Politicians call for action
The worrying rise in assaults at Murray Royal Hospital has put pressure on health bosses to ensure all is being done to keep staff as safe as possible.
Local politicians have called for NHS Tayside to review procedures to determine if staff are fully equipped for day-to-day challenges.
Mid Scotland and Fife MSP Liz Smith said: “These are alarming figures which highlight the difficult conditions many health professionals at Murray Royal are working under.
“The increasing use of drugs like Spice is clearly resulting in more inpatients with complex behavioural needs that staff are unprepared for.
“NHS Tayside must do more to ensure that staff are equipped with the skills to deal with difficult patients.”
She added: “No one should start their shift with the looming threat of physical assault and staff clearly need more support.
“Murray Royal was designed as a state of the art facility and one that should meet the challenging needs of mental health patients and it would concern me if it was already in need of upgrading.”
Pete Wishart, MP for Perth and North Perthshire added: “This is a concerning rise in assaults and we must ensure that NHS staff are fully equipped to deal with the challenges that they are faced with.

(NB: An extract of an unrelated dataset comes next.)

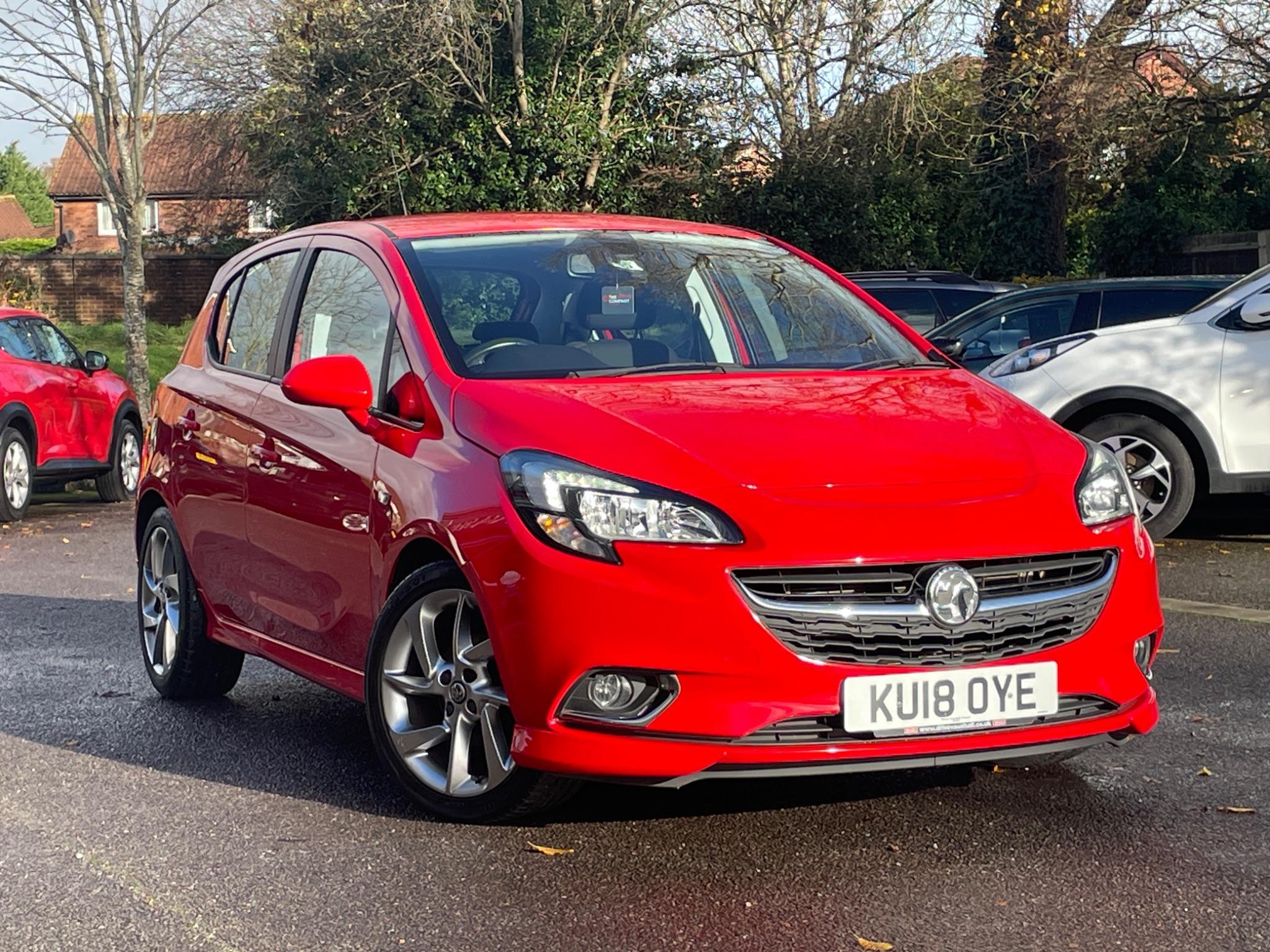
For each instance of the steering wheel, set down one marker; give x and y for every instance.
(478, 355)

“It is particularly alarming to hear that synthetic drugs are allegedly playing a role in the increase in assaults and I have written to NHS Tayside seeking assurances that everything possible is being done to ensure that staff and patients alike are in the safest possible environment.”
Police Scotland said that NPS drugs continue to be a challenge for the force, despite the ban.

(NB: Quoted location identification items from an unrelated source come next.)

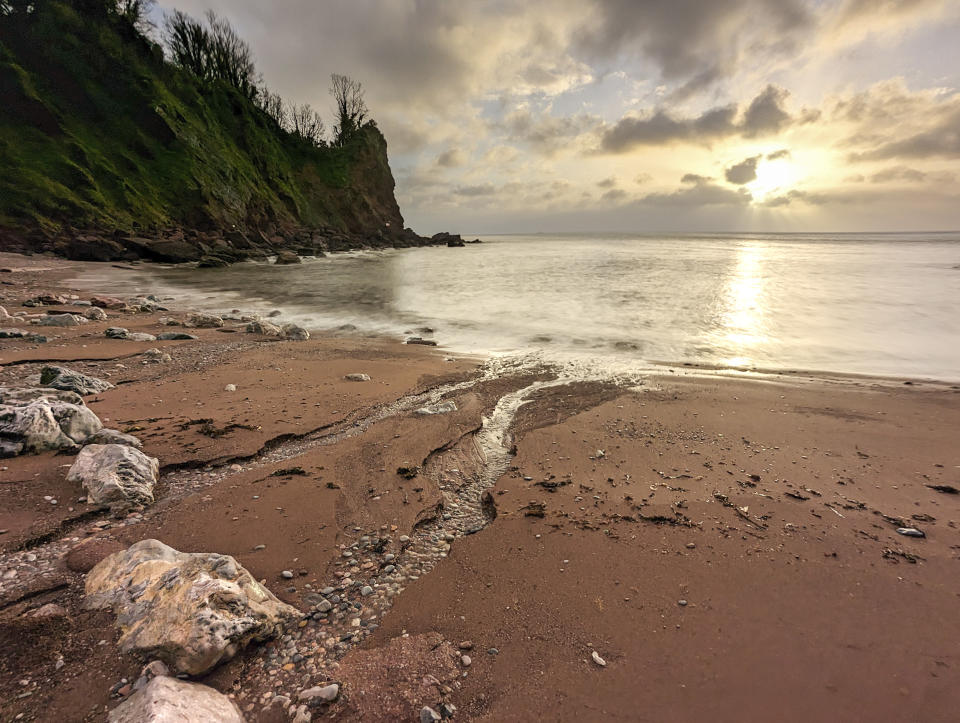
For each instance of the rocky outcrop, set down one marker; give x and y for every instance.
(193, 611)
(115, 474)
(168, 700)
(37, 420)
(71, 381)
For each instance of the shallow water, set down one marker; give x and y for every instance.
(874, 304)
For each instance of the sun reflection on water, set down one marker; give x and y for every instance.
(742, 314)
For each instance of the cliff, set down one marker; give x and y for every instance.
(107, 151)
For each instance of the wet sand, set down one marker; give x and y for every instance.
(727, 546)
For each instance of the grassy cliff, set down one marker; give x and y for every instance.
(99, 133)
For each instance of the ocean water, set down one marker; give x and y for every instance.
(873, 304)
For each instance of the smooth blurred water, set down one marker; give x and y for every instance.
(875, 304)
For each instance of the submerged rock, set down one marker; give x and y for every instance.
(191, 610)
(168, 700)
(37, 420)
(72, 381)
(113, 473)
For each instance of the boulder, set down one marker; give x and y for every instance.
(286, 257)
(115, 473)
(60, 320)
(294, 332)
(71, 381)
(259, 326)
(168, 700)
(191, 610)
(203, 321)
(37, 420)
(95, 313)
(108, 302)
(114, 436)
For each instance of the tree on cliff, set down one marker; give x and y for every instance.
(351, 107)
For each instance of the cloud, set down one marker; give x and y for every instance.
(764, 115)
(743, 172)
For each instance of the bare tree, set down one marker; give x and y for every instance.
(351, 107)
(306, 123)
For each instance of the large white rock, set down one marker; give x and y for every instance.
(191, 610)
(168, 700)
(36, 420)
(115, 473)
(72, 381)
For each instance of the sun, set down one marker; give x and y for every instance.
(773, 177)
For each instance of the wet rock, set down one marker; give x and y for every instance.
(193, 611)
(168, 699)
(72, 381)
(37, 420)
(199, 320)
(258, 326)
(95, 313)
(326, 693)
(286, 257)
(442, 408)
(60, 320)
(115, 473)
(114, 436)
(295, 333)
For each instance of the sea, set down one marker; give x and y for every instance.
(875, 304)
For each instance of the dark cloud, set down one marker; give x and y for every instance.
(941, 140)
(764, 115)
(743, 172)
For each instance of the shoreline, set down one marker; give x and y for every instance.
(675, 525)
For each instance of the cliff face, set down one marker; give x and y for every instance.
(108, 151)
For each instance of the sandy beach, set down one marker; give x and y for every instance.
(693, 544)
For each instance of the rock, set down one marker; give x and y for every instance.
(286, 257)
(326, 693)
(442, 408)
(295, 333)
(114, 436)
(115, 473)
(199, 320)
(60, 320)
(156, 356)
(88, 554)
(191, 610)
(108, 302)
(263, 327)
(168, 700)
(71, 381)
(37, 420)
(95, 313)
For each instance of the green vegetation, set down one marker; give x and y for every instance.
(99, 131)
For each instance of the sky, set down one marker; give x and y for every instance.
(517, 116)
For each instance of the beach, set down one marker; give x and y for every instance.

A spokesman also confirmed that crystal meth — made in illegal labs across America — had arrived in Tayside.
He said: “Police Scotland do not believe there is a widespread issue regarding the use of crystal meth in Tayside, however there is no room for complacency and any drug misuse is a concern to us.”
Concern over new drug trends
Crystal meth is perhaps best known in Britain as the highly addictive substance cooked up by Walter White in the hit US drama Breaking Bad.
The deadly drug — made up of potent and poisonous chemicals — has been a worldwide problem for decades and is used by about a million Americans every year.
But it has only recently arrived on British shores. In 2016, police stats revealed there had been a 500% increase in the drug across the UK in the last five years.
Spice, a mind-bending synthetic cannabis, was among the substances banned in 2016 legal highs crackdown.
Although the herb-like substance contains illegal class B drugs, manufacturers try to get round the law by regularly changing ingredients.
It has been known to make users experience psychotic episodes, violent outbursts, extreme paranoia and breathing difficulties.
Changing role of Murray Royal
The Murray Royal site has several speciality areas including General Adult Psychiatry, Substance Misuse, Psychiatry of Old Age and Forensic Psychiatry.
The new Murray Royal Hospital and Rohallion Secure Care Clinic opened in 2012 and the opening of the regional medium secure unit at Rohallion Clinic saw an increase in the number of forensic inpatient beds from 27 to 65.
Before 2012 male patients in Tayside who required medium secure care were transferred to units in other parts of Scotland but, since the opening of the regional secure unit for the North of Scotland at Rohallion Clinic, these patients can now receive the treatment and support they require closer to home and their families.